In the same way, he mentions that the different authors point out that those who confer on the Management of the entity to coordinate the entire administrative process since this stage is characterised by the capacity for communication and motivation that permeates the leadership of the director to ensure that those who have direct competence in the provision of services or the development of a product do not do so.

It is not feasible to measure health spending and incorporate equity criteria from the particularity of each centre or institution due to the specific significance of the concept of equity itself, which requires being able to compare health inequalities and, therefore, it is necessary to have a general vision and of context.

As an innovative system that is increasingly present in the health system, clinical Management will require an increasing decentralisation of nursing services, modifying the current management structures towards shared responsibility in the direction of processes and decision-making. Decision-making of nurses in the essential elements of care leadership and the knowledge and instruments of the administration and Management of nursing services.

Regardless of the formalisation, the repercussions on the individual who performs the work are the same: behavioural control is exercised.

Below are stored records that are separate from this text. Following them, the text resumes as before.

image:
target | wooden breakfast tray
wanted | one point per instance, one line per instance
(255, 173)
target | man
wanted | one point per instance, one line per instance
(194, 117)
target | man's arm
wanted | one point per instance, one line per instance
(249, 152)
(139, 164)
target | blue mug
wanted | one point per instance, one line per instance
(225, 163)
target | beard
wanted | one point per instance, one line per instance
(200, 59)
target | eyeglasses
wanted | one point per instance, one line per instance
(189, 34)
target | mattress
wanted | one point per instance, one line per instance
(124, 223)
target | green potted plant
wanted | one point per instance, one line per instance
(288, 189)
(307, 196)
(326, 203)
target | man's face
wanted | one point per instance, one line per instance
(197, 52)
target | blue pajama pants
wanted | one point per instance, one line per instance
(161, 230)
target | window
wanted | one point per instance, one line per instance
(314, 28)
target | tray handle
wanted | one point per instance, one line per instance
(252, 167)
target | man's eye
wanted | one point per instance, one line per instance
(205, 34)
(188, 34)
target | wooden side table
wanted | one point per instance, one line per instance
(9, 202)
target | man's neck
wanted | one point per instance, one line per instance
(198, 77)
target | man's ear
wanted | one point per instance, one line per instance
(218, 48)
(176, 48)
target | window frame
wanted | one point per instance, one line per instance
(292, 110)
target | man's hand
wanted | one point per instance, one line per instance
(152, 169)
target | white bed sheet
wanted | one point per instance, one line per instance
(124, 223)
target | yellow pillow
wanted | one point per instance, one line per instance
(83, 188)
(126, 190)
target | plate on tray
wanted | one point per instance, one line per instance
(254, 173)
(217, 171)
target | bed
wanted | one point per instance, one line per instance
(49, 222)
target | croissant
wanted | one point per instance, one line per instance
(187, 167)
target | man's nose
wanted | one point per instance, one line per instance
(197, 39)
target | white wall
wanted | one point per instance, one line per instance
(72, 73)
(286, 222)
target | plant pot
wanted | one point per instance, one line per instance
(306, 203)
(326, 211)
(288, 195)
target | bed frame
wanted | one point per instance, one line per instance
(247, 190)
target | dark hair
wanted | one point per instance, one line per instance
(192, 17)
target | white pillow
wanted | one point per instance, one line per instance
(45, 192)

Work processes are normalised when their content is specified, that is, programmed. The most limited and least qualified positions require a high degree of formalisation.

A rigid standardisation of work processes can only be implemented in companies where work is routine, simple and repetitive.

CONCLUSION

To provide quality nursing care, it is necessary to have an order at all times, considering the needs of patients. Nursing administration meets all the requirements to carry out excellent care, providing essential upkeep. In this case, nursing, the managerial staff is the link between the users and the system, so that the skill and degree of success with which they fulfil their functions will directly determine the achievements and the degree of fulfilment of the objectives of the organisation—the one it represents. The only purpose sought is dignified care, with respect, which must be provided to patients to improve their health or contribute to maintaining their health.